Le résultat est sans appel : toutes choses égales par ailleurs, la santé mentale des adolescents se dégrade lorsque le taux de pénétration de la fibre optique augmente. Ainsi, la province ayant le taux le plus élevé de pénétration de la fibre affiche, parmi les adolescents âgés de 15 à 19 ans, un nombre d’hospitalisations liées à l’anxiété, la toxicomanie, l’automutilation et aux tentatives de suicide de 35 % supérieur à la moyenne des provinces.
Comme le suggérait la figure 1, des vérifications économétrique confirment que ce sont surtout les filles qui subissent une détérioration de leur état mental, l’effet sur les garçons étant nettement plus faible. Enfin, aucun effet significatif sur les individus plus âgés (20 à 24 ans) n’est décelé.
Il reste à expliquer pourquoi les adolescents sont particulièrement perturbés par l’exposition aux médias en ligne. Pour cela, les auteurs de l’étude ont utilisé les données d’une enquête interrogeant régulièrement, entre 2006 et 2018, un échantillon représentatif de près de 185 000 jeunes de 14 à 18 ans sur leur usage du temps au cours d’une journée. Ils ont pu ainsi mesurer la modification du temps passé sur certaines activités en fonction du développement de la fibre optique.
La figure 2 résume les principaux résultats : pour les filles, une hausse de 10 % du temps passé sur internet et les réseaux sociaux se traduit par une baisse comprise entre 3 % et 5 % du temps de sommeil, du temps consacré aux devoirs scolaires et du temps dévolu à la famille ou aux amis.
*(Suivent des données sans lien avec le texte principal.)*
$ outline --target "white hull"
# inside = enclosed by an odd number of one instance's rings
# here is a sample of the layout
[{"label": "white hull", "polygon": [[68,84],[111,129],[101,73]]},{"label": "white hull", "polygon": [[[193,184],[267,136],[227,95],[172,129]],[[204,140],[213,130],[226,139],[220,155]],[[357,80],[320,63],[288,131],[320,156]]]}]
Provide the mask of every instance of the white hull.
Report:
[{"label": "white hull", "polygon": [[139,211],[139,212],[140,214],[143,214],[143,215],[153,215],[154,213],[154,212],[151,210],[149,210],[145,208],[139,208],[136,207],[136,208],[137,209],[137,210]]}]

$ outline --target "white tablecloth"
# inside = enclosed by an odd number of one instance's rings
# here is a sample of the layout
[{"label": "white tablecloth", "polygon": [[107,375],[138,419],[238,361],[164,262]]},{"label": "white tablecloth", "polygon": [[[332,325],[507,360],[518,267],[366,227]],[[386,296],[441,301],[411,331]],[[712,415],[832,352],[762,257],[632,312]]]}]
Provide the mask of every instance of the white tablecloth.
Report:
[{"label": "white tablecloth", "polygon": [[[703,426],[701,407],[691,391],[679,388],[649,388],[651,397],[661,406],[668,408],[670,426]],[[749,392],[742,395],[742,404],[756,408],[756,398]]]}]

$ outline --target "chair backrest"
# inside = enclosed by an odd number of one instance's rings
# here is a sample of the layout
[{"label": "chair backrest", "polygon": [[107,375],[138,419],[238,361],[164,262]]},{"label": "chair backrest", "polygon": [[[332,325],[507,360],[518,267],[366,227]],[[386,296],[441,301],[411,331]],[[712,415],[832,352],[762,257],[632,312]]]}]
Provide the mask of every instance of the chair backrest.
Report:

Les effets sur les garçons sont plus faibles.
Cette étude sur l’Espagne met ainsi en évidence qu’une addiction accrue à Internet et aux réseaux sociaux diminue le temps consacré à des activités – dormir, faire ses devoirs, voir sa famille et ses amis – qui contribuent à l’équilibre psychique des adolescents.
C’est en diminuant le temps consacré à ces activités « saines » qu’internet et les réseaux sociaux détériorent la santé mentale des adolescents et surtout des adolescentes. Vraisemblablement, les filles sont plus visées et touchées par les stéréotypes de genre véhiculés par les médias en ligne.
Sources
1. « Online media and the adolescent mental health crisis », Esther Arenas-Arr yo, Daniel Fernández Kranz et Natalia Nollenberger, CEPR VoxEU column, 9 avril 2023.